Using low blows, questionable tactics and deceit is not fighting a good fight. To keep fighting even when the reason for the fight is forgotten or set aside is not the good fight. To fight for the sake of fighting is not the good fight. To continue fighting even when everyone asks you to stop because you’re making things worse is not the good fight.
President Obama gets all the credit for the good fight, standing up to the irrational and dangerous bullies trying to hijack our government.
Ab Ream, North Potomac
The Oct. 17 editorial “They have a deal” failed to assign any blame to the Democrats for the most recent shutdown slimdown. Is it too much to ask that The Post stop obsessing about the tea party and look objectively at both parties?
As long as we have a president who refuses to lead (or compromise), and as long as his party continues to recklessly, irresponsibly and blindly commit the nation to debts that it cannot pay, more financial turmoil is bound to occur, leading to additional sequesters or shutdowns. The Democrats seem to be hoping the inevitable and dreaded default occurs on the Republicans’ watch, not theirs.
Now it seems the only hope to bring some horse sense to both sides of the aisle is for the rating agencies to get involved and increase the risk of buying U.S. public debt. Maybe that would awaken our miserable Congress to act on behalf of all Americans, but I doubt it.
Evan Parrott, Ashburn
Regarding the Oct. 18 news article “Amid panda-cam crush, glimpses of a bigger cub”:
With all due respect to panda lovers, there is a picture that, if a camera for it existed, would engender warmer and fuzzier feelings. That is a picture of the smiling faces of those disabled and elderly Americans who were able to receive food from Meals on Wheels for the first time in 2½ weeks.
Margie Turbyfill, Ashland
I propose we shut down Capitol Hill. Don’t tell the congressmen for how long. Don’t provide a paycheck. Don’t let them leave town because offices could reopen at any time with little notice.
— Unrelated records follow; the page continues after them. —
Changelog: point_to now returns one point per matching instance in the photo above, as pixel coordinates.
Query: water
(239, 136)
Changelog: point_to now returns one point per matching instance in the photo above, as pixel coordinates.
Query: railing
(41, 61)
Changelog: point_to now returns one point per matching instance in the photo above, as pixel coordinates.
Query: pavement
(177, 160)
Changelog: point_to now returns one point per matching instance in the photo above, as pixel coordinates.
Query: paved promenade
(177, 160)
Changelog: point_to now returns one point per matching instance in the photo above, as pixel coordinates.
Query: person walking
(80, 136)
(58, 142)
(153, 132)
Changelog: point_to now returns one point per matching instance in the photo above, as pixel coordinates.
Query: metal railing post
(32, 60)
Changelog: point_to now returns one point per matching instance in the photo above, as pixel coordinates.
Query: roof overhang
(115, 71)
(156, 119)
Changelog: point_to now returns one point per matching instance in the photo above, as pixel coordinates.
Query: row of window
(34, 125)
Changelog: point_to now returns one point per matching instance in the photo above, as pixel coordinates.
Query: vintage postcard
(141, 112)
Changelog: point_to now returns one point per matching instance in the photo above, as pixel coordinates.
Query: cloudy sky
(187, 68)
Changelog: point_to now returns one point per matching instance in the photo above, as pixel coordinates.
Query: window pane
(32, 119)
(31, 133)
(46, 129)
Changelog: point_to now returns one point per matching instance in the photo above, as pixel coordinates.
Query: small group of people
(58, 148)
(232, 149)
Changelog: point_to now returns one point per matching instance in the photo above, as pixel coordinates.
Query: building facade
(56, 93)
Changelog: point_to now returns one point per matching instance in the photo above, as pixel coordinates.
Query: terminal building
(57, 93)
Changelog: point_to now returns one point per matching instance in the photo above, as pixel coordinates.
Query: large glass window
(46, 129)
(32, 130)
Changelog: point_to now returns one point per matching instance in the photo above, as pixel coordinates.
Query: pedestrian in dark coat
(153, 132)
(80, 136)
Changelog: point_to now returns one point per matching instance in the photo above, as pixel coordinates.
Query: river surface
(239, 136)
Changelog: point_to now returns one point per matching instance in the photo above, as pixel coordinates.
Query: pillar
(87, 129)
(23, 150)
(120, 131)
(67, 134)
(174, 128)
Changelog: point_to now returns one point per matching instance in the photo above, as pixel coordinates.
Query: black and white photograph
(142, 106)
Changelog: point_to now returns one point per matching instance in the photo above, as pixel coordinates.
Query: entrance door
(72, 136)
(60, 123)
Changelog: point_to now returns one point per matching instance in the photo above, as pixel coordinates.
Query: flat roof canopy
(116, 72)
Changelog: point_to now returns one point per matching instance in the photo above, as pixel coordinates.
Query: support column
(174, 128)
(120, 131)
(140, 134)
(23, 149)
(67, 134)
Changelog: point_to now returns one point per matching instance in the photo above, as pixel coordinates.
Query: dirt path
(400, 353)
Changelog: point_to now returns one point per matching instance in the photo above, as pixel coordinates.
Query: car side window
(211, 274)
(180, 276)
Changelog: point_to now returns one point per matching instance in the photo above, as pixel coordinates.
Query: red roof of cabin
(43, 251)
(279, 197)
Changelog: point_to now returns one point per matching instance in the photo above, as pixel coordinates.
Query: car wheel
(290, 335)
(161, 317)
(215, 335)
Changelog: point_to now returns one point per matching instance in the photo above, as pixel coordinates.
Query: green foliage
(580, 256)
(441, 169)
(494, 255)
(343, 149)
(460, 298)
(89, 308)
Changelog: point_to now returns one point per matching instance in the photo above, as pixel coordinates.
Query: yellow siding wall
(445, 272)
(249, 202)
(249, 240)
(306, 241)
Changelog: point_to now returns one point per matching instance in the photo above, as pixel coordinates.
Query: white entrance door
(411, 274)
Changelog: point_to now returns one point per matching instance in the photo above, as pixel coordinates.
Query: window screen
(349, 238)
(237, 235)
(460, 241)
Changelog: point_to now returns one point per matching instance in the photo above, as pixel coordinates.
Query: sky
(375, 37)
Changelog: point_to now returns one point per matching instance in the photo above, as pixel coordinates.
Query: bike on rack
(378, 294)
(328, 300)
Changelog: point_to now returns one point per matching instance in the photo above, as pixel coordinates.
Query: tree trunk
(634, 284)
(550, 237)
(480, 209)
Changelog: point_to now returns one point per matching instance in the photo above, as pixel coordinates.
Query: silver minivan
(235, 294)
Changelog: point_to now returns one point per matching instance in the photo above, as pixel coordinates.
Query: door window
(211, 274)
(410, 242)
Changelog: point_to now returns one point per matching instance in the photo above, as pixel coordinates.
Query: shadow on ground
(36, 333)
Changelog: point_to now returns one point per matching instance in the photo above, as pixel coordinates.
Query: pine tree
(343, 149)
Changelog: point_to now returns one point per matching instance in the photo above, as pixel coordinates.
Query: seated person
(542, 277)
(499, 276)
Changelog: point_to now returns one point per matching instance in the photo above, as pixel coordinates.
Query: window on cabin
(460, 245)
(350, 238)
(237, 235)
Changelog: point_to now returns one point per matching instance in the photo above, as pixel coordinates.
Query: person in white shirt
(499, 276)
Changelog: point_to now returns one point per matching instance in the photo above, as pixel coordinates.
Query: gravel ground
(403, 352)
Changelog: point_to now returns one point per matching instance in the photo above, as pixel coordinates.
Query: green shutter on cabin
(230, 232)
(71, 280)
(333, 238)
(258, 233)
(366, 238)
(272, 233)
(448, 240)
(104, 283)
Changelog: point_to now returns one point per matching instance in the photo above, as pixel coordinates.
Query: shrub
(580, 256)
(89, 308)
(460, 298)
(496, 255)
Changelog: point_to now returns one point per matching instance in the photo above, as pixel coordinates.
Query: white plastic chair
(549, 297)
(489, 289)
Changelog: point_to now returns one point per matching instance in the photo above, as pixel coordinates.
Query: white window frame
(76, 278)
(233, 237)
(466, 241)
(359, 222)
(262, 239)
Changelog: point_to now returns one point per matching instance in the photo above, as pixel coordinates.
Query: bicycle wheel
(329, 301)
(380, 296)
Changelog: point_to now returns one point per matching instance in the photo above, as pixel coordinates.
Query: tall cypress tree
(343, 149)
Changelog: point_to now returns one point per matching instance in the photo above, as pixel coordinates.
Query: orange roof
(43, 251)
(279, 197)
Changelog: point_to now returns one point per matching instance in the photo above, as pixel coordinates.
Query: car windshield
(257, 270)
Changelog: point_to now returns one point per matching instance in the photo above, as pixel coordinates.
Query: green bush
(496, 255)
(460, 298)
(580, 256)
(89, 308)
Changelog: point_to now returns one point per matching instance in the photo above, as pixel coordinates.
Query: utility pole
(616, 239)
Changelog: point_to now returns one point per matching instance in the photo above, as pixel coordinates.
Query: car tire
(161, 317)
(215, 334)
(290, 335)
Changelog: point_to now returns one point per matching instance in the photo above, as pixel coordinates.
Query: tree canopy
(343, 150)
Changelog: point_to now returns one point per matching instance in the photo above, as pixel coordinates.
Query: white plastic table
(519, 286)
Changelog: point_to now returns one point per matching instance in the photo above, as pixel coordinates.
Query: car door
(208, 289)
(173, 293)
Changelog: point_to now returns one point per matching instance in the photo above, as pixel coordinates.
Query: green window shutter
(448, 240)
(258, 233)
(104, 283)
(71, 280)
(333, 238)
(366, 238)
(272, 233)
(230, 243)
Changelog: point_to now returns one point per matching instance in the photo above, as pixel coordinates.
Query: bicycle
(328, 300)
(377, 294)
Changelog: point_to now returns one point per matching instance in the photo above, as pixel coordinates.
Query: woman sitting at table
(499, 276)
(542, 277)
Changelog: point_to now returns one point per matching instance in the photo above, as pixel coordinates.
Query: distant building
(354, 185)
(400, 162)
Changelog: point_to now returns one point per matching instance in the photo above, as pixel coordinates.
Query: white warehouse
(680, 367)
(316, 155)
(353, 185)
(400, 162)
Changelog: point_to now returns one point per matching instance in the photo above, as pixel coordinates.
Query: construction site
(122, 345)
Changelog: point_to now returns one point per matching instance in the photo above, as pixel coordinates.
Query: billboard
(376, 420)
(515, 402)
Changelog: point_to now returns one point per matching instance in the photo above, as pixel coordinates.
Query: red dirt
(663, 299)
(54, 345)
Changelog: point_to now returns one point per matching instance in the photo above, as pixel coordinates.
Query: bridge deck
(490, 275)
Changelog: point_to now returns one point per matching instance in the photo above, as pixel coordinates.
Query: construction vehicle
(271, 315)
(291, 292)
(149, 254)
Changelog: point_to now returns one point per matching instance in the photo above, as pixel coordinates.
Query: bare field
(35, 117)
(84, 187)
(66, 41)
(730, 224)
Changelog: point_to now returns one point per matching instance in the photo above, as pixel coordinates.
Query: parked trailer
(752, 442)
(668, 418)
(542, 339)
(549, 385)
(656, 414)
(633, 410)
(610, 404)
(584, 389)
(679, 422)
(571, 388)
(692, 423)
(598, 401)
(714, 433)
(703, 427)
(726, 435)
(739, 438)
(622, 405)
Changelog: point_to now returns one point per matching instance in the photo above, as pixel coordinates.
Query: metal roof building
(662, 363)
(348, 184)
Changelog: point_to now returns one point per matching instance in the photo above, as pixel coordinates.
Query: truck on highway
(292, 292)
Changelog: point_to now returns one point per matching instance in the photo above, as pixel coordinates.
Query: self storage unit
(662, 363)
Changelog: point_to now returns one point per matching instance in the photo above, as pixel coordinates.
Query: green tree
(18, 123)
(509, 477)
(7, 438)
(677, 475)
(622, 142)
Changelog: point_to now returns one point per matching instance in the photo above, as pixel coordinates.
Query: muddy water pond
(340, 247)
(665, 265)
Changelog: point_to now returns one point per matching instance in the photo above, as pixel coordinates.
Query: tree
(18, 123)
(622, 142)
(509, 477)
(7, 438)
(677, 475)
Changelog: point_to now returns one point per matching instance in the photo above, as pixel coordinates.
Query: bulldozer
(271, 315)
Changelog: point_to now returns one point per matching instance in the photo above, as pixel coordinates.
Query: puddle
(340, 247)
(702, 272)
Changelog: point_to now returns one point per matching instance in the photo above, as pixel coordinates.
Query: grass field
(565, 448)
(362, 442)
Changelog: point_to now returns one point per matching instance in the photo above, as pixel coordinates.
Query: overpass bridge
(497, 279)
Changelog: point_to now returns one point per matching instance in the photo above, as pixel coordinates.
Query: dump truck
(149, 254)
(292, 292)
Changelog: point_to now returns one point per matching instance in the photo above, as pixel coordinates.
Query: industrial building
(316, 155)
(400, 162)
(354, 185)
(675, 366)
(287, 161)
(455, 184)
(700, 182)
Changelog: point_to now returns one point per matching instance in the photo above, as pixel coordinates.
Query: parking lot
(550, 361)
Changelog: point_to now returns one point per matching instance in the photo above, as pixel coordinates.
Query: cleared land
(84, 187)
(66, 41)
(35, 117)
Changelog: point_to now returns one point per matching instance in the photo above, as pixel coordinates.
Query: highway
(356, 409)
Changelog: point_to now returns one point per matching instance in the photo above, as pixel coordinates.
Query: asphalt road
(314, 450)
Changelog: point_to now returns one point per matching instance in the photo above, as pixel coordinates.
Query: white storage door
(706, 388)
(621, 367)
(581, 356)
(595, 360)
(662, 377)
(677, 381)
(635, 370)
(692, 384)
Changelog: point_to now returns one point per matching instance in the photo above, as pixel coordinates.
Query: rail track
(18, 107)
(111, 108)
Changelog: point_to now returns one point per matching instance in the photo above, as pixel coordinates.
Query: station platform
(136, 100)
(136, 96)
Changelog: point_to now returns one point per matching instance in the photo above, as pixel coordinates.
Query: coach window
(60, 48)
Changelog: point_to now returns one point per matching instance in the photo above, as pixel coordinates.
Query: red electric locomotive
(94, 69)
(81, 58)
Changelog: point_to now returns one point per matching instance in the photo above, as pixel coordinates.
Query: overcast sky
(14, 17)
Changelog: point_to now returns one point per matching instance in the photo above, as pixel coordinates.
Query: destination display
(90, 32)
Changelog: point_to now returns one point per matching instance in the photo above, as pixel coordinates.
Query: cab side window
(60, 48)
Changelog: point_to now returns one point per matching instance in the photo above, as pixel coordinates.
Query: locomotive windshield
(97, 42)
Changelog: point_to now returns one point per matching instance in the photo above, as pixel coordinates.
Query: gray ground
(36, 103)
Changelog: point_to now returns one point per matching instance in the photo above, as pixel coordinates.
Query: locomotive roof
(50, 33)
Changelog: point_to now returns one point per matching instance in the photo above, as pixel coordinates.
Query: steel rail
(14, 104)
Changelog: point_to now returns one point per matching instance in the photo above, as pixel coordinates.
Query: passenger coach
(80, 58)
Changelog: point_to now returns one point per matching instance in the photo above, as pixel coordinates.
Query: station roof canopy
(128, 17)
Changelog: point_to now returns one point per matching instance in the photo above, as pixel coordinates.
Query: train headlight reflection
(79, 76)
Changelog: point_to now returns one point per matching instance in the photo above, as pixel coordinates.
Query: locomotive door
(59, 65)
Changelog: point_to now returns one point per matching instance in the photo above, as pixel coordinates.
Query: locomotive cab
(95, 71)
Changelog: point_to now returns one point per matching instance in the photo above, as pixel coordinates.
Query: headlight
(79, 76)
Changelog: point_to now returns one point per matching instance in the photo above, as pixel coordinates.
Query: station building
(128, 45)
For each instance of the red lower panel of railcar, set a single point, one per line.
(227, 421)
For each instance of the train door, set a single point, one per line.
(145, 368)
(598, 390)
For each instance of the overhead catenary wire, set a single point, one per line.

Take away their offices, cellphones and assistants. Don’t let them visit any public monuments or lands.
That would be every bit as productive as the past several months have been.
Madelon Bloom, Arlington
To the extent that the recent government shutdown reflects perceptions on the value of the federal civilian workforce, the life and remarkable career of Agriculture Department chemist Ruth Benerito [“Chemist led easy-care cotton innovation,” Metro, Oct. 9] is informative. Among other things, her invention of wrinkle-free cotton helped free us all from ironing and from polyester. She developed an intravenous feeding compound that saved the lives of wounded soldiers in the Korean War. The royalties collected by the Agriculture Department for her 55 patents alone probably paid for her salary many times over. I might add that I am a retired federal employee and a lifelong Republican, although I am reconsidering the latter.